Things to bring (other than your ski setup). Yes, there is more stuff. :)
I recommend bringing a backpack to carry layers and a hydration belt, soft flask or thermos to stay hydrated (pro tip: consider hot tea or an electrolyte drink to spice up your hydration). Even though you may not feel like you’re getting thirsty in the cold, you are getting dehydrated. Bring some snacks (preferably something that won’t freeze.) Goggles for the way down so your eyes don’t water and/or eyelashes freeze over is always a good idea; it’s a treat to be able to see where you are going. Just don’t wear your goggles on your forehead on the way up, unless you don’t mind skiing with foggy goggles on the way down. Most importantly: bring a light puffy jacket for the descent.

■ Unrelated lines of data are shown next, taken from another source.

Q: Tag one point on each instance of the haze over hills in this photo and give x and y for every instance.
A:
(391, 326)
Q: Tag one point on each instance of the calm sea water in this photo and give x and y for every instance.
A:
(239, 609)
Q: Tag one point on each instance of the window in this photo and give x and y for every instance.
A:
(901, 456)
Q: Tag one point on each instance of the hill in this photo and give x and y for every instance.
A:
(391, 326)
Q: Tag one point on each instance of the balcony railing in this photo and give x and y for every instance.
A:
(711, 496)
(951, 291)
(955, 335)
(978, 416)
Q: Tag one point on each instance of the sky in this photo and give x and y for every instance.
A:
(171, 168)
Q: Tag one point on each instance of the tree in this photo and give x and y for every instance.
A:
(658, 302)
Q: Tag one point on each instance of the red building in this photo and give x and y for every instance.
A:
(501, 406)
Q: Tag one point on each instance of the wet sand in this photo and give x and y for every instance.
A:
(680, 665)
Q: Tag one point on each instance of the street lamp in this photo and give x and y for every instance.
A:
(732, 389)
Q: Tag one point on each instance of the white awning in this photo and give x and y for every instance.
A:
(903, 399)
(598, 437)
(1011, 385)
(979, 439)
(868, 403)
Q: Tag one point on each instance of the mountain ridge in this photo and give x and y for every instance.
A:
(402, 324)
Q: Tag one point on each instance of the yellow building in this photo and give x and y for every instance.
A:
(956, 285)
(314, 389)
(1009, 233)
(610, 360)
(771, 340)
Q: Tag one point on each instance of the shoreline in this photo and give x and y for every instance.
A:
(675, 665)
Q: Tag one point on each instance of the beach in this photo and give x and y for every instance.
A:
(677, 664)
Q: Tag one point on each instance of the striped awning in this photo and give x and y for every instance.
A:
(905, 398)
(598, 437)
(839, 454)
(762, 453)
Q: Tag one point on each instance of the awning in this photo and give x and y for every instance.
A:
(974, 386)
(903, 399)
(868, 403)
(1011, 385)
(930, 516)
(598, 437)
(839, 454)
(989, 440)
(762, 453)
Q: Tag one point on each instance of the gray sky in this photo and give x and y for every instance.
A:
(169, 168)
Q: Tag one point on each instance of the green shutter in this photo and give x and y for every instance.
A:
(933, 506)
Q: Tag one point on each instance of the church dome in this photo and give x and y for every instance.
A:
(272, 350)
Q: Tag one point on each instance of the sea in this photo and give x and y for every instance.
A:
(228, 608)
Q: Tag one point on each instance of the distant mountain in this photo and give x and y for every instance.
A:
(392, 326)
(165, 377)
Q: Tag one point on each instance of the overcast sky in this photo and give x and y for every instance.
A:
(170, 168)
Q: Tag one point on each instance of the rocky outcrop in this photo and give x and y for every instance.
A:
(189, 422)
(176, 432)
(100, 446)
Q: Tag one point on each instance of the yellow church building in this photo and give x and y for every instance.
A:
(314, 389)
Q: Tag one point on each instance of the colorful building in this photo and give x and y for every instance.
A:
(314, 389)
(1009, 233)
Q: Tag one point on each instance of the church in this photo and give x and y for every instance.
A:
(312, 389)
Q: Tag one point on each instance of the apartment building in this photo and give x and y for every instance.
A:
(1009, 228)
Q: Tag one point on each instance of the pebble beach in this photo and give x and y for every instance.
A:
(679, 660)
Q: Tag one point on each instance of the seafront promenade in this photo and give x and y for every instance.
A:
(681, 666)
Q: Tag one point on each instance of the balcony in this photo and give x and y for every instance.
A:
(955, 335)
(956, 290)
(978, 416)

Avoid the sweat and freeze cycle. One (maybe the only) way to hate skimo is to fall into the sweat and freeze trap. It goes something like this: wind whips against the car as you pull up to the mountain. You look at the thermometer, and it’s about 20 degrees colder than you would like. You bundle into all of your layers, including your puffy jacket. You start skiing. 20 minutes later, you are so overheated you stop to take your jacket off, and you realize you are drenched to the bone. You continue on, only to grow cold again and put your jacket back on. Repeat ad nauseum. Avoid this vicious cycle by starting off slightly colder than you would like. I promise you will warm up. Just make sure to put on your puffy jacket, a warm hat, and warm gloves for the descent.
Know when and where to go.
The safest way to get into skimo is to stick to resort slopes. You can find mountains’ uphill access policies on their websites. Policies range from buying a mandatory uphill pass, to rewarding you with free chairlift rides for every summit you reach self-propelled. Make sure you are familiar with your mountain’s policy. As the cat is let out of the bag and people learn how fun skimo is and it skyrockets in popularity, mountains are cracking down and getting stricter, especially when people abuse the system. You can also make friends and work hard by hopping into local races! Check out the skimo schedule on the U.S. Ski Mountaineering Association website.
You’re now ready to skimo! Most importantly, have a blast. And don’t forget to hang up your skins to dry when you get home.